They sat on the beach, beers in hands, on the night their island ended.
“There goes another one,” Sean whispered, gazing into the sky where a jet plane, headlights cutting through the darkness, airlifted another five hundred refugees to safety. “Seventy-third since we got here.”
Harvey watched his friend. Sean was a small man, rail thin, a man whose round glasses and goatee made him look like a fiery intellectual--an island Trotsky, if you will--but Harvey still remembered him as that scrawny kid the bullies picked on. Sean had always loved numbers, as a child prodigy and now as a professor of number theory, and today he was the only one counting.
In fact, Harvey thought, he was the only one watching at all. He had always been the nervous one, Sean.
Jess and Mike, now, they were your happy couple. Yes, they stretched out on their futons, ran their toes through the sand, and laughed between bottles of beer. Mike had his shirt off, revealing a tattoo of the Cheshire Cat climbing his arm. Jess wore jean shorts and a bikini top, sporting tattoos of ten dark roses, her flower of the night. She punched Mike, who laughed and took another swig of beer. She lit a joint, passed it to him, and their laughter grew.
Looking at them, Harvey thought, you’d never know the fire was coming. Or maybe you would know. Maybe that was exactly how you should look on the night you, your friends, your entire island died.
“Hell,” Jess said and tossed an empty bottle into the waves ahead, those waves whispering in the darkness, only their foamy crests visible in the night. “We gonna die tonight, right? So we die laughing, eh?”
“Damn right!” Mike said, raising a bottle for this Pacific jewel, this dying land. He emptied it, tried to throw it into the water, but hit his foot instead. Jess howled with laughter. Around them puppies scampered, pets abandoned by their owners, those owners airlifted overhead. The pups were happy too, unaware that they were sacrificed to fire; ignorance, like booze, was bliss.
Harvey envied Mike and Jess, as he’d always envied their spirit, their carelessness, their ability to stare the world in the face and tell it to go to hell. They did that now too, just instead of giving the world the finger, they thrust it up at death. For them, life had always been a party. Death was just its final bash.
And there, behind this laughing couple, sat David. He was smiling softly. His hair was long, his face unshaven. Watercolors stained his pants, for David was the artist among them, their seeker of colors and life. He raised his eyes to the full moon, and his smile widened as he saw the birds that fled.
“Doves,” he said. “I haven’t seen doves in so long.”
Yes, for David, this last night was for beauty. In his eyes, he saw only the moonlight on the water, the seashells glinting on the sand, the puppies that played around them.

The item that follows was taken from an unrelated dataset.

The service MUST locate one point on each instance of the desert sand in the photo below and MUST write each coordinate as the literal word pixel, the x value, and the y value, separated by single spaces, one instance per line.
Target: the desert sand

Harvey envied them all: David, for finding these last glimmers of beauty; Jess and Mike, for being so happy or shallow; Sean, for his intelligence, his perfect understanding of their place in history, the significance of these planes that keep roaring overhead.

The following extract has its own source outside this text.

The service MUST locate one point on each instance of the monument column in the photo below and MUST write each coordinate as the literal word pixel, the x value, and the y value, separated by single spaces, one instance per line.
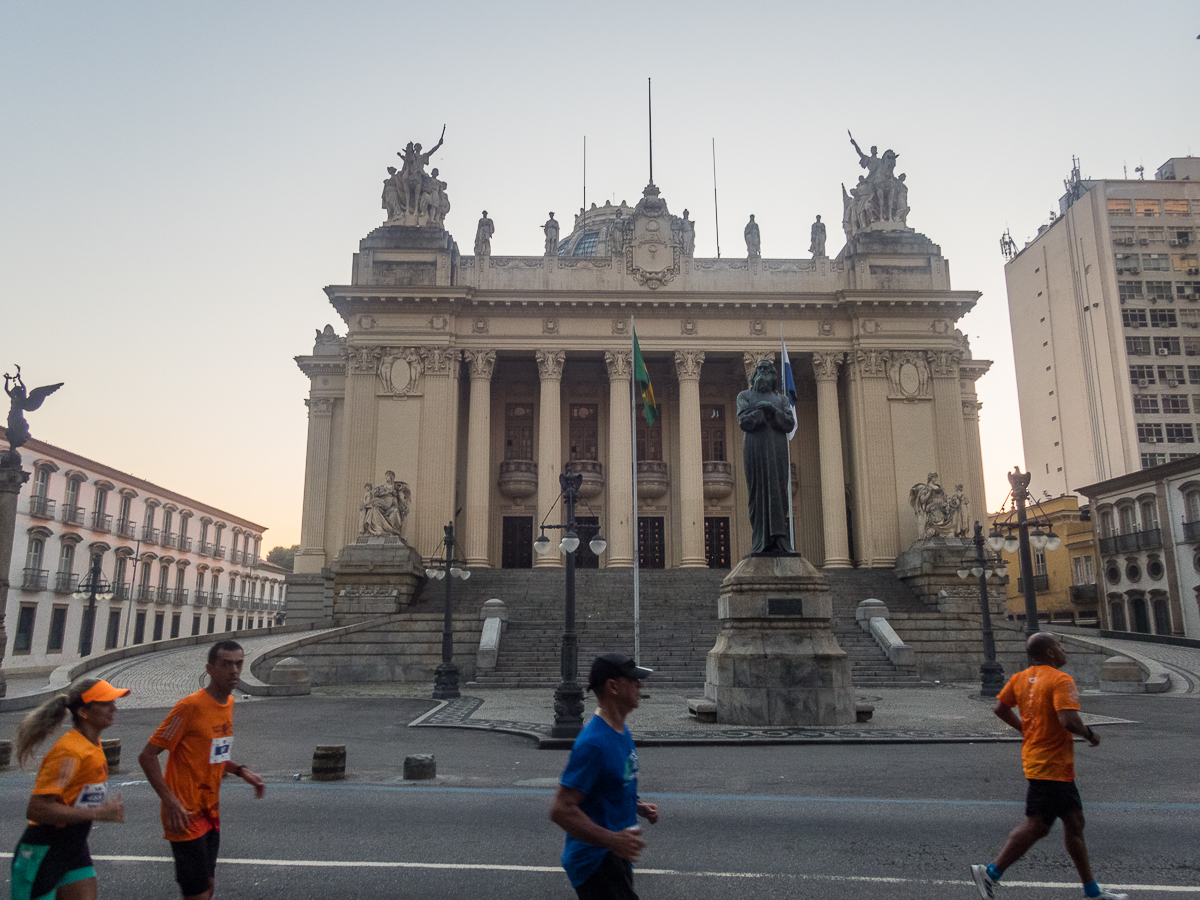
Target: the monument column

Because, Harvey thought, I feel nothing.
“Eighty-four,” Sean whispered, watching from behind those round glasses, and Harvey watched the plane too. It was low enough to see clearly, even in the dark, and Harvey thought of the people inside, the people who’d won the raffle. The people who’d won life.
He looked at his friends. The unfortunate. The lottery losers. The dying.
For the first time that evening, Harvey smiled, because he loved them and even though his insides quivered, he knew there was no better way to die.
He had always held them together, hadn’t he? Not quite their leader, no, but... maybe their glue. Harvey reached into his pocket and felt the paper there. His winning ticket. His plane ticket out. The possibility of life in the remnants of the freezing world.
Harvey closed his eyes. Not without them. He crumbled the paper in his fist, pulled it from his pocket, and tossed it to the water. In the darkness, he couldn’t see it disappear in the ocean. It was better that way.
“One hundred,” Sean soon said, barely audible over the joking and singing of the happy, drunk couple. “I think that’s the last one.”
Harvey took a swig of beer when he noticed that not only planes blotted the stars. A darkness spread in the east, moving fast, like tar spilled across the sky.
“Hey, I heard a good one the other night,” Jess said, bottle in hand. “A rabbi and a priest walk into a bar, and....”
The roar of ash soon drowned out her voice, and Harvey turned his eyes away. He looked at the beach puppies and smiled as the darkness and fire came crashing down.